Intraoperative view of left lateral suboccipital approach shows PPTAv compression of the trigeminal nerve from below (arrow head: trigeminal nerve, white arrow: PPTAv, *: petrosal vein, white double arrow: auditory nerve).
Preoperative 3D multimodality imaging (A: normal size, B: expansion) and postoperative 3D multimodality imaging (C: normal size, D: expansion) show that the courses of the PPTAv and SCA were changed postoperatively; moreover, the root entry zone of the trigeminal nerve was freed from compression.
The SCA is one of the most frequent vessels responsible for trigeminal neuralgia, as it contributes to 75–80% of cases.1) Other blood vessels known to cause trigeminal neuralgia include the anterior inferior cerebellar artery (AICA) and vertebral artery, as well as (to a lesser extent) the petrosal vein. The PPTA or PPTAv also cause trigeminal neuralgia in rare cases,2–4) with a frequency of approximately 0.6%.5)
The PPTA is an anomaly originating in the carotid artery that passes through Meckel’s cave, isolating the dural foramen and perfusing the posterior fossa;4) its frequency of occurrence is approximately 0.1–0.6%.5–8) The PPTAv is a distinct type of PPTA that directly supplies the cerebellum without basilar artery anastomosis.3) Notably, the PPTAv is also rare; its frequency of occurrence is only 0.18%.7) Both PPTA- and PPTAv-induced types of trigeminal neuralgia are extremely rare; moreover, the PPTAv is more likely to cause trigeminal neuralgia than the PPTA.3,5) As the courses of the PPTA and PPTAv cover an extensive area and their patterns of compression are varied, few reports have described compression of the trigeminal nerve by the PPTA or PPTAv. Some studies have reported compression of the PPTA or PPTAv themselves. Furthermore, the PPTA and PPTAv are reportedly associated with aneurysms;8–10) Ladner11) reported that aneurysms originated from PPTA-induced compression of the trigeminal nerve.
We can recognize the vessels responsible for trigeminal neuralgia by using preoperative MRI.4) A combination of MRI and CISS is especially useful in revealing the point of compression and the vessel responsible. In our case, the CISS image helped us to establish that both the PPTAv and SCA caused trigeminal neuralgia; the former was situated below the trigeminal nerve, while the latter was above the nerve.
In addition, trigeminal neuralgia in our case was caused by multiple vessels. There has been no report regarding the frequency of such cases. However, Morita et al.5) reported that eight cases of trigeminal neuralgia were caused by the PPTA or PPTAv.
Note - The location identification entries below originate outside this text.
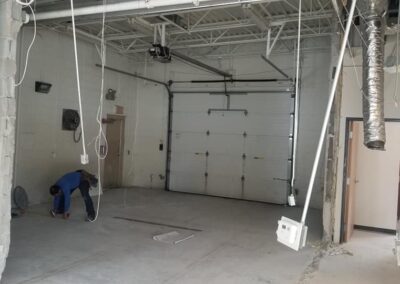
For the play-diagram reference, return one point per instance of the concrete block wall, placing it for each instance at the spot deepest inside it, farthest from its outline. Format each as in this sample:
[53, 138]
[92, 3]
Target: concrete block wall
[44, 150]
[10, 22]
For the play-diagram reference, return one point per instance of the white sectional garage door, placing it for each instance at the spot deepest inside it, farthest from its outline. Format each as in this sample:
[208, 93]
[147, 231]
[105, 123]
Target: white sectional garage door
[238, 154]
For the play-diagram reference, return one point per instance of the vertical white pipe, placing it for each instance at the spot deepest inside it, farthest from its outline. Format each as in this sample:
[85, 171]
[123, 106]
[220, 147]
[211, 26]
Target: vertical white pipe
[296, 105]
[328, 111]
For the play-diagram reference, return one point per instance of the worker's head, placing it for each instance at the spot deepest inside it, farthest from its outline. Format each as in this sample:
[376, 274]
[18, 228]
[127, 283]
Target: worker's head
[92, 179]
[55, 190]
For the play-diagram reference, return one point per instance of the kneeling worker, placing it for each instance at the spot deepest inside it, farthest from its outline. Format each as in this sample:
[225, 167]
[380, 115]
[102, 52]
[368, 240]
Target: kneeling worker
[65, 186]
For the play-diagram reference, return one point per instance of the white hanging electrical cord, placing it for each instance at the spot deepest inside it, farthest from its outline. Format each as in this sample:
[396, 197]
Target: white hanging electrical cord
[396, 84]
[328, 112]
[84, 156]
[27, 4]
[24, 3]
[101, 135]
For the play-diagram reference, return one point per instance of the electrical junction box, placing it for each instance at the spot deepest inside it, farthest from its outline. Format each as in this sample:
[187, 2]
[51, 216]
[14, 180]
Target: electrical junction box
[291, 233]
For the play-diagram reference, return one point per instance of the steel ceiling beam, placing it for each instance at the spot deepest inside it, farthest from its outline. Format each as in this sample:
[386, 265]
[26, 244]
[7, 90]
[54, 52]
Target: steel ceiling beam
[232, 42]
[200, 64]
[144, 7]
[279, 21]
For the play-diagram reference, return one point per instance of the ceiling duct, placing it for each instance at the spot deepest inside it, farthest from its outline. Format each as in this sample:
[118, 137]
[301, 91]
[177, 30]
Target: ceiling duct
[373, 31]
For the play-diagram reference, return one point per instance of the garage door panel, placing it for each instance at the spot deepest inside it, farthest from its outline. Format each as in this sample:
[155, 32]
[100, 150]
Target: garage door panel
[190, 122]
[224, 185]
[265, 190]
[225, 165]
[263, 103]
[187, 182]
[227, 122]
[266, 169]
[188, 162]
[225, 144]
[267, 147]
[189, 142]
[262, 135]
[197, 102]
[274, 124]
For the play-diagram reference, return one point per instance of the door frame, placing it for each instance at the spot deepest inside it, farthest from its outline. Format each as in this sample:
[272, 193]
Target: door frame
[122, 145]
[172, 98]
[350, 120]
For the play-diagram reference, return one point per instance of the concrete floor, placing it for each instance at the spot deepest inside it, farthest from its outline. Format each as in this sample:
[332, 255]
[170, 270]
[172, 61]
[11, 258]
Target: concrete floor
[237, 243]
[368, 258]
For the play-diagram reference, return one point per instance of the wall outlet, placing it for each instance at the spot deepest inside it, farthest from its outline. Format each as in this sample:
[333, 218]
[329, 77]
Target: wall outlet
[291, 233]
[84, 159]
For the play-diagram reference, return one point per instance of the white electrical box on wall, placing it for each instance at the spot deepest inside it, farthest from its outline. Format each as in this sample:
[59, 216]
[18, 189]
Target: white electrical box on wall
[291, 233]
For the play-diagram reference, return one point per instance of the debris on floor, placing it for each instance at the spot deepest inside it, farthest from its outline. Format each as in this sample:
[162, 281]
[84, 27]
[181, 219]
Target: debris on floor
[172, 237]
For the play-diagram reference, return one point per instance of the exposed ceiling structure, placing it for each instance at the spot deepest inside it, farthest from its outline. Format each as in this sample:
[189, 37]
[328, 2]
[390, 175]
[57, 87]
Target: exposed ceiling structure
[229, 24]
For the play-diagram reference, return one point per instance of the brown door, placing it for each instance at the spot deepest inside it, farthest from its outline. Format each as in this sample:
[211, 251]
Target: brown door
[114, 160]
[351, 180]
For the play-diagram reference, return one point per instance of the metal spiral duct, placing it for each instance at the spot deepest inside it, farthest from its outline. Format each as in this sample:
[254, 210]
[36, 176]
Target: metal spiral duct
[373, 29]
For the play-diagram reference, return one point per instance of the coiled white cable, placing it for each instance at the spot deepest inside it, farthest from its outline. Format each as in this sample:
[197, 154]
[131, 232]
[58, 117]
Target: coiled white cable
[24, 3]
[101, 135]
[84, 156]
[27, 4]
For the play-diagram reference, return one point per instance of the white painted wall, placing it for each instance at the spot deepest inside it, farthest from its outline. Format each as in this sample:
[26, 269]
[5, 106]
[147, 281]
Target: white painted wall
[315, 87]
[44, 151]
[377, 175]
[352, 107]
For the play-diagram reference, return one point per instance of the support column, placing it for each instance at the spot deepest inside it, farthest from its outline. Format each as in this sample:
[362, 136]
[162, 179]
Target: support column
[10, 23]
[332, 142]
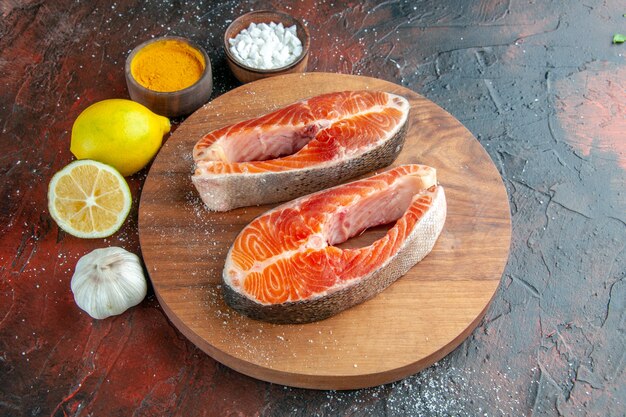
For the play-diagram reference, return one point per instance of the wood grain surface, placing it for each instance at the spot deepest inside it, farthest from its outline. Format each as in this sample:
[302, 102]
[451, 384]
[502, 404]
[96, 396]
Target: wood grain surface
[409, 326]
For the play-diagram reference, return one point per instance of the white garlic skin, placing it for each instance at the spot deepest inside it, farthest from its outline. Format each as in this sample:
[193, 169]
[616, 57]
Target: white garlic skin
[108, 281]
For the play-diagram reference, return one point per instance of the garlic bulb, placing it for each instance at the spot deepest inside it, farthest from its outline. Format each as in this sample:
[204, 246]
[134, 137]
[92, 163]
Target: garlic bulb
[108, 281]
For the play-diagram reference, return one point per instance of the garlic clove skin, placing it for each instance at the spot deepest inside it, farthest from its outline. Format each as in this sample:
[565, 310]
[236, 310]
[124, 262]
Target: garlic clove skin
[108, 281]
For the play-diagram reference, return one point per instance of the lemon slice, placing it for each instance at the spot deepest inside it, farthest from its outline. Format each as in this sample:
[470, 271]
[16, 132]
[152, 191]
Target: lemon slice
[89, 199]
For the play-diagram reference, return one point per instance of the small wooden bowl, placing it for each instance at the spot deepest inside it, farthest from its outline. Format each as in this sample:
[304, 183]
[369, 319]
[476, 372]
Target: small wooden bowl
[175, 103]
[245, 73]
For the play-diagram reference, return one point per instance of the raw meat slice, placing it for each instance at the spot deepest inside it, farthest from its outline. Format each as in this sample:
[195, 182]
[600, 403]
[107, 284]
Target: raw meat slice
[284, 268]
[301, 148]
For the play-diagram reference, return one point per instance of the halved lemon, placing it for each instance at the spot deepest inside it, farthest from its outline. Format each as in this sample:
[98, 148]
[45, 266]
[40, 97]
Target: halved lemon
[89, 199]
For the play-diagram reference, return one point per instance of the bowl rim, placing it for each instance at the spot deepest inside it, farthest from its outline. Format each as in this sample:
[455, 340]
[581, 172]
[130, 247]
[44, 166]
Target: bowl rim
[208, 72]
[299, 24]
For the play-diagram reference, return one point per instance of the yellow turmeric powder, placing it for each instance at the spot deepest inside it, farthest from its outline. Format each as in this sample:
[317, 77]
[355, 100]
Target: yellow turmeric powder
[167, 65]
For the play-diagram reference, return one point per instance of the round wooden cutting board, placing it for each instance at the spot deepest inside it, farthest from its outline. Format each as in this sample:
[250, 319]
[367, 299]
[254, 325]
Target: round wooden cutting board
[409, 326]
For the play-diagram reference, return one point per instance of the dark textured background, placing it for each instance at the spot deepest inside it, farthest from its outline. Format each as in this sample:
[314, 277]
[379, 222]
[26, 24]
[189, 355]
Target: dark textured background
[537, 82]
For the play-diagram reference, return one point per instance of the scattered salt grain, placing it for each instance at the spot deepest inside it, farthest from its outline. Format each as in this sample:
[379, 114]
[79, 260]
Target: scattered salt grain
[266, 46]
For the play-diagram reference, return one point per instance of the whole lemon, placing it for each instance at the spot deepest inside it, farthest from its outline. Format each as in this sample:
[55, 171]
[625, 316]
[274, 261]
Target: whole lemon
[120, 133]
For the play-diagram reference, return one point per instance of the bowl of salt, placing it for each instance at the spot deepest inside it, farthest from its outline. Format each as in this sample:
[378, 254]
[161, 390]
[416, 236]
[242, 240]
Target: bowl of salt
[264, 44]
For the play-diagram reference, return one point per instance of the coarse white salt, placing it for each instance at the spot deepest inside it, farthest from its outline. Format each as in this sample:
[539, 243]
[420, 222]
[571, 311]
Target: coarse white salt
[266, 46]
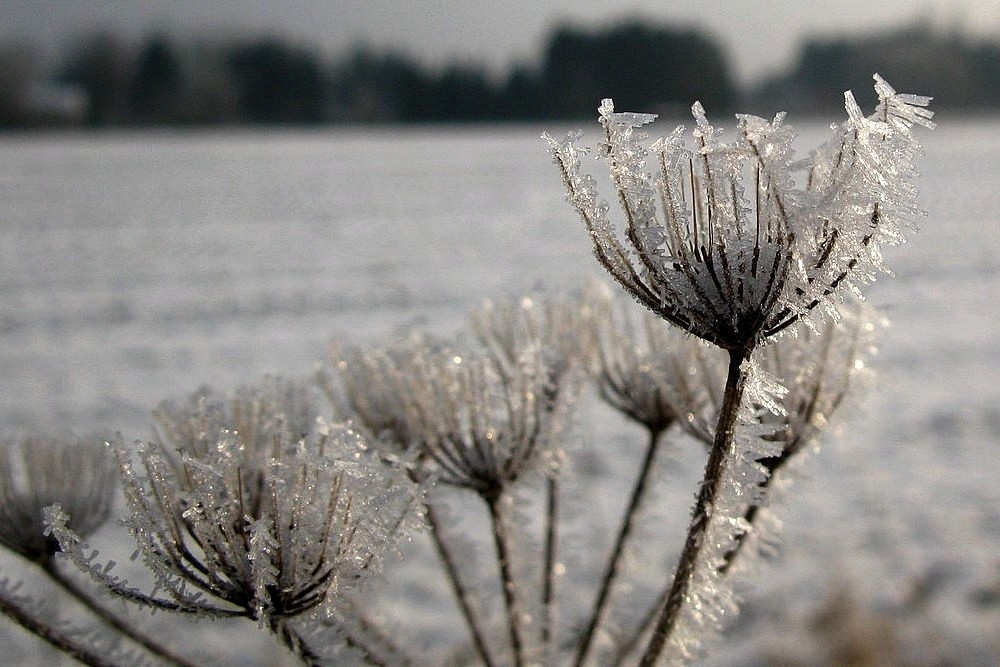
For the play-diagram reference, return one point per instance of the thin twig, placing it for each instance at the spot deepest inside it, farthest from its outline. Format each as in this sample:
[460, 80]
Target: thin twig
[461, 595]
[110, 618]
[614, 561]
[506, 576]
[49, 634]
[719, 458]
[549, 583]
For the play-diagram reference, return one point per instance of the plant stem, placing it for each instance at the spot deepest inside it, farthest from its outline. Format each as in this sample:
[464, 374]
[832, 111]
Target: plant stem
[549, 583]
[719, 458]
[49, 634]
[291, 639]
[110, 618]
[461, 595]
[614, 562]
[506, 576]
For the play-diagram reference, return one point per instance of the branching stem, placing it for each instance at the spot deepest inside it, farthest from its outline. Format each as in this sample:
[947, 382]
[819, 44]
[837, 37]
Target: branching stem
[506, 576]
[719, 458]
[111, 619]
[614, 561]
[46, 632]
[461, 594]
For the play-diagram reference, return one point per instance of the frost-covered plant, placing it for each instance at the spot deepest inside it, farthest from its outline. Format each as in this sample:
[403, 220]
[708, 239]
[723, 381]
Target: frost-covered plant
[268, 527]
[38, 471]
[483, 431]
[80, 475]
[563, 332]
[735, 242]
[655, 376]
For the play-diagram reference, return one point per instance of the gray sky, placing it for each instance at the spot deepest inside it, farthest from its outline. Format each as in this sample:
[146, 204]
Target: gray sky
[761, 36]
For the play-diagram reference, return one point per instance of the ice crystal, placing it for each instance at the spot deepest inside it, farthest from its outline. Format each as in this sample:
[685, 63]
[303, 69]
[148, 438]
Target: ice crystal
[563, 329]
[722, 240]
[369, 386]
[267, 527]
[38, 471]
[652, 373]
[479, 429]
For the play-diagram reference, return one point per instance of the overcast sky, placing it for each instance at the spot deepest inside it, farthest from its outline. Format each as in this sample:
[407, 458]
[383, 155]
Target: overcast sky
[760, 36]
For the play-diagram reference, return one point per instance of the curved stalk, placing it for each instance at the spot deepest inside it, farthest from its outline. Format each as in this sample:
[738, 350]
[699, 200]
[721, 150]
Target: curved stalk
[49, 634]
[719, 458]
[618, 550]
[549, 582]
[506, 577]
[461, 595]
[110, 618]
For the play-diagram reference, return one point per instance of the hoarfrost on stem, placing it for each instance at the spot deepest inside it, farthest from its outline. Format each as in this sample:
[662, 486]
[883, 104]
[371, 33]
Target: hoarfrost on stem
[722, 240]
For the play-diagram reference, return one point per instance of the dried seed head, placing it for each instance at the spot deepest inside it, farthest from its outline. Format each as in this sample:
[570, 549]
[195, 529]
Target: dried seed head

Three of those eight cases were caused by multiple vessels: one included the PPTAv, AICA, and SCA; another was caused by the PPTAv and SCA; the last case was attributed to the PPTA, AICA, and SCA. Thus, to the best of our knowledge, only Morita et al.’s5) report has described cases with combined involvement of the SCA and rare PPTA or PPTAv in onset of trigeminal neuralgia.
We have described a case of trigeminal neuralgia in which the PPTAv and SCA compressed the trigeminal nerve. The potential rarity and complexity of the causes underlying trigeminal neuralgia thus requires careful preoperative assessment. In our case, we avoided re-operation by careful preoperative assessment, which showed that the PPTAv and SCA were the causes of compression; moreover, we established a surgical plan for craniotomy, which avoided the compressed arteries. Indeed, it was difficult to achieve a good collimation axis with respect to the point of compression by the SCA; however, we selected a related artery, and then incised and peeled surrounding arachnoid near the trigeminal nerve and SCA, to enable decompression. Based on these changes, the pain was relieved; thus, we report this encounter as an instructive case for surgical correction of trigeminal neuralgia.